One thing I love is Mazanti’s chutzpah in re-defining the term “super-object.” Garth Clark proposed it in the 1980s to describe highly refined, fetish-finish objects mostly coming out of California in the 1970s. It never really took off. Mazanti appropriates the term, redefining it as “an object that exists parallel to the design commodity, at the same time as it contains (super-) layers of meaning that relate to visual art.” (62) Another way to put it is that super-objects grow out of a design language in their relation to function but they are explicitly about something, “content is central.” (62)
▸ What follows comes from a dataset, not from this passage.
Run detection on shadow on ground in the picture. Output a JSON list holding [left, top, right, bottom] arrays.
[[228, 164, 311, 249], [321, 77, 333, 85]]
Manzani then argues that super-objects embody the semi-autonomous state that folks like Hal Foster (whom she cites) say art should have. Semi-autonomous here means that art should offer a bridge to life, rather than hang isolated on a white wall for contemplation. Manzani connects this effort to bring together art and life to Arts and Crafts (obviously) and to interwar avant garde movements like Dada. This latter connection is excellent and she argues convincingly and revealingly how craft advances the avant garde through the “operational friction” that comes out of being neither a thing nor an artwork.
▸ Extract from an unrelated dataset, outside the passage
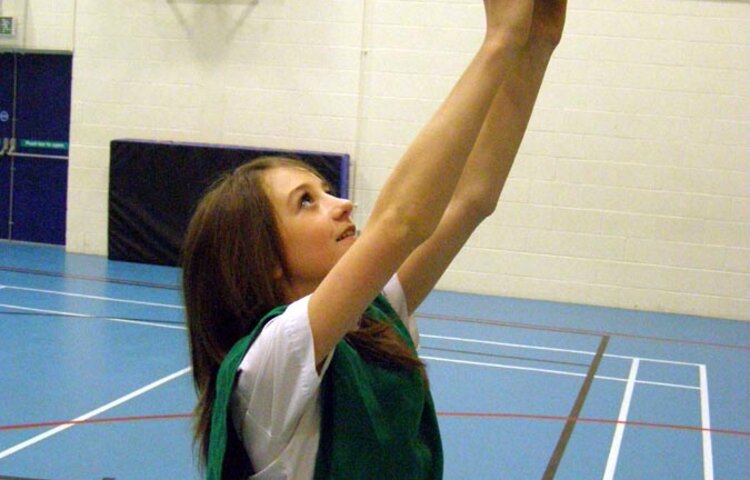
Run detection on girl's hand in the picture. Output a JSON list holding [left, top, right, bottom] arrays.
[[528, 0, 568, 51]]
The only problem with this is her case study, Anna Tophoj’s Cultured Primitiveness (comes up in a googlebooks search of the book). Simply put, this piece is a group of ceramic objects, referencing function, in a museum case in Stockholm. Mazanti articulately takes apart how and why the piece operates semi-autonomously. I kept wondering, though: How is this more effective than actual pottery?
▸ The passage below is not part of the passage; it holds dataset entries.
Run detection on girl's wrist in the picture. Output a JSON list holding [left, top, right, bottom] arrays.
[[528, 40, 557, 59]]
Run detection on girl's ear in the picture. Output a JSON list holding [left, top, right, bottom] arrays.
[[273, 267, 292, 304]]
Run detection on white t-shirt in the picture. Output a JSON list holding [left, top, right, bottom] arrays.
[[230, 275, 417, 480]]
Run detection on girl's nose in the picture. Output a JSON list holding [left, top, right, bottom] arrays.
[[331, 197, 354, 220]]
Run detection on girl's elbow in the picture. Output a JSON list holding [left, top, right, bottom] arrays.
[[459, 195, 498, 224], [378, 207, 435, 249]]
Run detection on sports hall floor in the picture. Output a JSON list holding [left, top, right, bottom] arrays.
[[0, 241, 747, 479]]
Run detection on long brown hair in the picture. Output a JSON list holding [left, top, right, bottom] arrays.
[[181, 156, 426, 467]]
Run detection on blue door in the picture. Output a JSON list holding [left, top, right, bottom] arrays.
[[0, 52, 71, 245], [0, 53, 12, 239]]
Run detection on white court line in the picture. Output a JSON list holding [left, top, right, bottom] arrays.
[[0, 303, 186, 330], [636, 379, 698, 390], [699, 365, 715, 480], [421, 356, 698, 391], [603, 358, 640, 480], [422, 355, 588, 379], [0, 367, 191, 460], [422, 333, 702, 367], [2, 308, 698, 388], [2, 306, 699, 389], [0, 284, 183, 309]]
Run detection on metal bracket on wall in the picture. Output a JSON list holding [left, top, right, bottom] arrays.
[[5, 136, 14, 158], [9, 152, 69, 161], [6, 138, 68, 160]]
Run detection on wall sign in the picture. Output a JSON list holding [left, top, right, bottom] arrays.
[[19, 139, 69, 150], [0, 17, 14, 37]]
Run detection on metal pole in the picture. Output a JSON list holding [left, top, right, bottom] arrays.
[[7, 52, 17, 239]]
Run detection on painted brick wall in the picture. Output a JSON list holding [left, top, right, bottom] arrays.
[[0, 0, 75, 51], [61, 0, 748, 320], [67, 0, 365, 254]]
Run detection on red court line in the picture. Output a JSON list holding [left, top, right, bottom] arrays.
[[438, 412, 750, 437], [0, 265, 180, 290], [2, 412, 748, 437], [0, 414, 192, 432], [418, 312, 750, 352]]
Real pots have the same semi-autonomous capacity to create operational friction, perhaps from the other end of the spectrum. They also take less thinking to get there, which to me makes them more effective. I would love to read Mazanti writing about utilitarian craft. I have not seen the Tophoj piece/pieces in person so I can’t really say, but they seem to me, if anything, to bridge the idea of art (museum-bound autonomous objects) and the idea of life which to me is just less interesting than the bridging to actual life, and then sort of disappearing as an expereince.
That said, I hope I get to meet Mazanti at some point. She definitely has her thinking cap on.
January 13, 2012 at 1:58 pm
After reading your blog, and then the Super Object essay, I have just read Louise Mazanti’s lecture delivered at Alfred last November – well, it’s still not utilitarian ceramics she’s writing about, but I’ll keep reading…..
January 14, 2012 at 12:29 pm
Thanks for the heads up about her lecture, a link is here:
http://www.ceramicsmuseum.alfred.edu/perkins_lect_series/mazanti/
January 14, 2012 at 1:44 pm
“the same semi-autonomous capacity to create operational friction…”
This is the kind of thing I was afraid that you were going to be concerned with when you announced that you were going to grad school. Instead of making appealing, nicely crafted pots that were affordable, you were going to become another one of these over-educated semantic hair-splitters that spouts theoretical puffery, whether in a lecture or in “scholarly” article.
It looks like my hunches were right.
It’s a pot, Sequoia. It’s a mug, or a plate, or a covered jar, etc. It appeals to you, or it doesn’t. It’s well made or it isn’t. All this talk about operational friction, super objects, referencing utlity, is a bunch of hot air nonsense. I’ll put it bluntly, who gives a f*ck about that? Only those who wish to to convince others that they are smarter than they really are, and who want to talk down to everybody else. The only time “operational friction” should concern anyone is when they are trying to achieve orgasm.
January 14, 2012 at 3:23 pm
Thanks for your spirited reply, Tammi. I love your definition of “operational friction,” definitely a contender.
I am interested in reading all of this kind of writing to see if it is, in fact, useful – to see if it changes or enhances my way of seeing and thinking about pottery (and objects more generally). To me it’s legitimate to wonder why pottery is consigned to a completely marginal, fringe cultural status. It makes covered jars wonderfully affordable, as you say, but confines us makers to poverty.
It’s great if you know that these issues are not useful to you, but you can’t decide what is useful or interesting to me. I hope it’s clear that I am not out to convince anyone that I am smarter than I am! I am just trying to make sense of the world.
Pottery is not inevitably a fringe activity. Why is it so bad to ask why??